In deze zaak vordert eiseres, een consument, schadevergoeding van gedaagde, een besloten vennootschap, wegens non-conformiteit van een keukenblad dat zij in 2018 heeft aangeschaft. Eiseres heeft het keukenblad zelf gemonteerd en heeft in april 2021 gereclameerd over vermeende gebreken. Gedaagde heeft de leverancier ingeschakeld, die concludeerde dat de vlekken op het blad gebruiksvlekken waren, veroorzaakt door intensief gebruik van chemische middelen. Eiseres stelt dat het keukenblad gebrekkig is en vordert schadevergoeding, maar gedaagde betwist dit en concludeert tot afwijzing van de vorderingen.
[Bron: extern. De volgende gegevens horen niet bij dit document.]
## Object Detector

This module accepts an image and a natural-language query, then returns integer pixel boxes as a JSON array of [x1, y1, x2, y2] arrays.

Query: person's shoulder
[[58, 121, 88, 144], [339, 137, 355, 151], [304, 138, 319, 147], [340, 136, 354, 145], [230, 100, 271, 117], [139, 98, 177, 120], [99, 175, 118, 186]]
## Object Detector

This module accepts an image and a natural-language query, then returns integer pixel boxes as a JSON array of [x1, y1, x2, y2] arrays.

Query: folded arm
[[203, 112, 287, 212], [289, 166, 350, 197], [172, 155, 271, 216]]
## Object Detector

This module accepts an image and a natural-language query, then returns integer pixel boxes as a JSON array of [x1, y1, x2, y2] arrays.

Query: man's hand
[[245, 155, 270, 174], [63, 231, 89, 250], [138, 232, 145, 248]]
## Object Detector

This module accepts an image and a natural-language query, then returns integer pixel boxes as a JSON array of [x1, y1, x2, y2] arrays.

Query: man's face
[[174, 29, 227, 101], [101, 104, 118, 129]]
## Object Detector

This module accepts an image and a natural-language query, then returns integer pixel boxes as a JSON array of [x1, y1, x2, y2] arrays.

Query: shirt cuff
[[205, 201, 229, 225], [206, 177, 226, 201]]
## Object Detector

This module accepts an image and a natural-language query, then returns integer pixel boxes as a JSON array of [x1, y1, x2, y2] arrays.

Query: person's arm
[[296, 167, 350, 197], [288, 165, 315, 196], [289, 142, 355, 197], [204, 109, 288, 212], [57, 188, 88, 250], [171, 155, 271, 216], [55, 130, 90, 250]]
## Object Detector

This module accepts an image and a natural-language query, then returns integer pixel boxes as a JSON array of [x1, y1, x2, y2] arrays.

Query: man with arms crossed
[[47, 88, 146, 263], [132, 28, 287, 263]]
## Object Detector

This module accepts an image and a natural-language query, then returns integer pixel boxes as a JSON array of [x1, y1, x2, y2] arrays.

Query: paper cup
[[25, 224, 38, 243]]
De kantonrechter heeft de zaak beoordeeld aan de hand van de relevante wetsbepalingen en concludeert dat eiseres niet voldoende bewijs heeft geleverd voor haar stelling dat het keukenblad een gebrek vertoont. De kantonrechter stelt vast dat de beschadigingen aan het keukenblad zijn ontstaan door externe oorzaken en niet door een intrinsiek gebrek. Hierdoor kan de hoofdvordering van eiseres niet worden toegewezen. Ook de nevenvorderingen, waaronder de vergoeding van buitengerechtelijke incassokosten, worden afgewezen. Eiseres wordt veroordeeld in de proceskosten van gedaagde, die zijn begroot op € 498,00 aan salaris voor de gemachtigde, plus nakosten.
Het vonnis is uitgesproken op 22 juni 2022 door kantonrechter M. Ramsaroep in Utrecht. De kostenveroordelingen zijn uitvoerbaar bij voorraad verklaard.